When Git Flow is overkill
Git Flow adds significant complexity — only use it when you need it
Git Flow involves multiple long-lived branches, mandatory double-merges (release and hotfix branches merge into both main and develop), and a lot of ceremony for every release. For teams that deploy continuously or maintain only one production version, Git Flow is unnecessary overhead.
  • Continuous deployment — if you deploy on every merge to main, Git Flow's release branch adds delay without benefit.

  • Small teams (1–4 people) — the coordination overhead of Git Flow is disproportionate to the team size.

  • SaaS web applications — a single production version at all times; GitHub Flow or Trunk-Based is simpler.

  • Rapid iteration — if you need to ship multiple times per day, Git Flow's release branching is a bottleneck.

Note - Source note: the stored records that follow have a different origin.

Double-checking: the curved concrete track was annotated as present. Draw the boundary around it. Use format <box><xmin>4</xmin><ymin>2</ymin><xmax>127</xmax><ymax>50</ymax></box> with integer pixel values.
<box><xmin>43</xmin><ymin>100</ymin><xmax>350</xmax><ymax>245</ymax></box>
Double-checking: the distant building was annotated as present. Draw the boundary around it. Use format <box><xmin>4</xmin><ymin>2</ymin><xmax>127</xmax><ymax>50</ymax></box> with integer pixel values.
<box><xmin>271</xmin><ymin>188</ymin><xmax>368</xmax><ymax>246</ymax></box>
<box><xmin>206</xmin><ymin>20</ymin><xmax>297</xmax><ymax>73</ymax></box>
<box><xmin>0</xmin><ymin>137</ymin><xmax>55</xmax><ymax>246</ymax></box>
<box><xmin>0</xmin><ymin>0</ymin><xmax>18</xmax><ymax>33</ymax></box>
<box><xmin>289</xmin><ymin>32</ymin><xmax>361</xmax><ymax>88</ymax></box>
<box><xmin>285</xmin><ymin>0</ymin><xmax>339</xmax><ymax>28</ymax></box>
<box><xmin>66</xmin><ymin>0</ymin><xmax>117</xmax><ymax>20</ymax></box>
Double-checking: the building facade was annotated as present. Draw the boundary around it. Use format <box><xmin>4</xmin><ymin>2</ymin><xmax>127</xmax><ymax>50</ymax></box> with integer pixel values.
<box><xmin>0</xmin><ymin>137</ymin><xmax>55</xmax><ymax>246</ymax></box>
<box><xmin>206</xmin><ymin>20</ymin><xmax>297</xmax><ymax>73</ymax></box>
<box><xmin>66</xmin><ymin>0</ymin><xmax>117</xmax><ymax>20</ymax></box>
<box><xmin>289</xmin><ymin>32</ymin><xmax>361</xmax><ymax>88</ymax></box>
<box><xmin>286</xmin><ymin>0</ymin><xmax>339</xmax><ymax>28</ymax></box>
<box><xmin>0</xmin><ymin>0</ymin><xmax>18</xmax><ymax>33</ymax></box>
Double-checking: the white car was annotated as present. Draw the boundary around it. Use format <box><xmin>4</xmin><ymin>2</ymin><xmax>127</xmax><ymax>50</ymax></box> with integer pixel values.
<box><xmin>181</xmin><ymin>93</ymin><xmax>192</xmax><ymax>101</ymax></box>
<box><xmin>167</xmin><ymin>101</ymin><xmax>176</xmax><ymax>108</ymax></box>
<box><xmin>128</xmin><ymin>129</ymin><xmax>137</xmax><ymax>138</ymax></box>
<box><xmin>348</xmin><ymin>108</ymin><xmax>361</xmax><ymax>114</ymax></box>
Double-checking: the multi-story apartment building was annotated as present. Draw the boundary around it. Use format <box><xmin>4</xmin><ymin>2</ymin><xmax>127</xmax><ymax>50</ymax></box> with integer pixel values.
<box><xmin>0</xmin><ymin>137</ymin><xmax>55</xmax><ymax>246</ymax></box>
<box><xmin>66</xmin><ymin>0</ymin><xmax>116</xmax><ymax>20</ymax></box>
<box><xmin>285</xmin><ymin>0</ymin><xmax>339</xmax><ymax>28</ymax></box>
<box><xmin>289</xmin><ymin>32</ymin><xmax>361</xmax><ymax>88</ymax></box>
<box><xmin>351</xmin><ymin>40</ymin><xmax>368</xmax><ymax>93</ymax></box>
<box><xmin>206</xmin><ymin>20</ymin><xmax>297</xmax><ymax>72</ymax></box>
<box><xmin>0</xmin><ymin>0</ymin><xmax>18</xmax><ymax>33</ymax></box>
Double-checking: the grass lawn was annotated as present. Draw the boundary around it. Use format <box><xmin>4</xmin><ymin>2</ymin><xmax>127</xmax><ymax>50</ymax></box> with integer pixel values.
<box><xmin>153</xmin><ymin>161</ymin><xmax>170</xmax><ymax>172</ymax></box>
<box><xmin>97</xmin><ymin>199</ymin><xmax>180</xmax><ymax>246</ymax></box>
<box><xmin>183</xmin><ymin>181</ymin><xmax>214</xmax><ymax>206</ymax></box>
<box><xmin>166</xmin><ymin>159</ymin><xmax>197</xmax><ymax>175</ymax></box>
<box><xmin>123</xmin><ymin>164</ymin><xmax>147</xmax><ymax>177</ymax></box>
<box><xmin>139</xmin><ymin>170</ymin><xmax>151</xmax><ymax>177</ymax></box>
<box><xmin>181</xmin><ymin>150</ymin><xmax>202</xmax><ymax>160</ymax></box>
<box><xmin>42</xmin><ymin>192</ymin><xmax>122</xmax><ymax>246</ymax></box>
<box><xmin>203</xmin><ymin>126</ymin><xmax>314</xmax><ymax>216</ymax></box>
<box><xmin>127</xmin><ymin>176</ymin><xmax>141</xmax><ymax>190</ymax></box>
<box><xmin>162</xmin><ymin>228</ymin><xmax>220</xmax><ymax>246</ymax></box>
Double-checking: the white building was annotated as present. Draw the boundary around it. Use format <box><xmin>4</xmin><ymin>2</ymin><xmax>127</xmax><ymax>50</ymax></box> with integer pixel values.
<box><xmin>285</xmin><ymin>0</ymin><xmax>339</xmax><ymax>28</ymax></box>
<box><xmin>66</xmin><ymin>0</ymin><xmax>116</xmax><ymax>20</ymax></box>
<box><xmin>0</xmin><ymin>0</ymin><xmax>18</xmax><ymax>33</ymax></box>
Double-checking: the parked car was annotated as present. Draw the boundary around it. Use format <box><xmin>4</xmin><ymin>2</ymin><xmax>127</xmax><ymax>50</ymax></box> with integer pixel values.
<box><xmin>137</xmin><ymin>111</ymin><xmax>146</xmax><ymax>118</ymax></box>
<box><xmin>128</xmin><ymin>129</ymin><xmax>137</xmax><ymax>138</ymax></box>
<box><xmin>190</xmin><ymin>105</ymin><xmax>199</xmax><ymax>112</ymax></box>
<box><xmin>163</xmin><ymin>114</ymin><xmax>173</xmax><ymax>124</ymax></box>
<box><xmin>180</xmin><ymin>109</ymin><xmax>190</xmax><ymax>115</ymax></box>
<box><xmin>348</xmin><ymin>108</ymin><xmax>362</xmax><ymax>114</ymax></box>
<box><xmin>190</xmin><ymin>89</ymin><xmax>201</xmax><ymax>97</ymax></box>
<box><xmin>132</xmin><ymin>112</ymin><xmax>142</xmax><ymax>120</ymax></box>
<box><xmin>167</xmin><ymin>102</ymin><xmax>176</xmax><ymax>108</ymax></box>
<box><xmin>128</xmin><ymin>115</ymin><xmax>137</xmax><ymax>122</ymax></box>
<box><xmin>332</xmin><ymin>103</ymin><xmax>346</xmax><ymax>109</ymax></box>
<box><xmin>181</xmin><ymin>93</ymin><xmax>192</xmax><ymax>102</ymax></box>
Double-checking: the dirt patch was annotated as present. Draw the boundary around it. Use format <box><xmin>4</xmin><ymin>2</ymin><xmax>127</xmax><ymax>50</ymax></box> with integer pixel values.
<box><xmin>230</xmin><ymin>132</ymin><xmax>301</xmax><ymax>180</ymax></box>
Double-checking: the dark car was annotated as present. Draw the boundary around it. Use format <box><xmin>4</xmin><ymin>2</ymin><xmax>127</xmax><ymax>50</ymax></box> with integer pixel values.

  • Microservices — each service is versioned and deployed independently; Git Flow's rigid structure fights this.

Git Flow's own creator recommends simpler models for web apps
In a 2020 addendum to his original post, Vincent Driessen noted that Git Flow was designed for explicitly versioned software with a long support lifecycle. For web applications with continuous delivery, he recommends simpler models like GitHub Flow.
Adopt Git Flow incrementally
If you are considering Git Flow, start by adopting just the `develop` + `feature/*` pattern (skipping formal release and hotfix branches). This gets you the main benefit — protecting `main` — without all the ceremony. Add release branches only when you genuinely need to prepare releases over multiple days.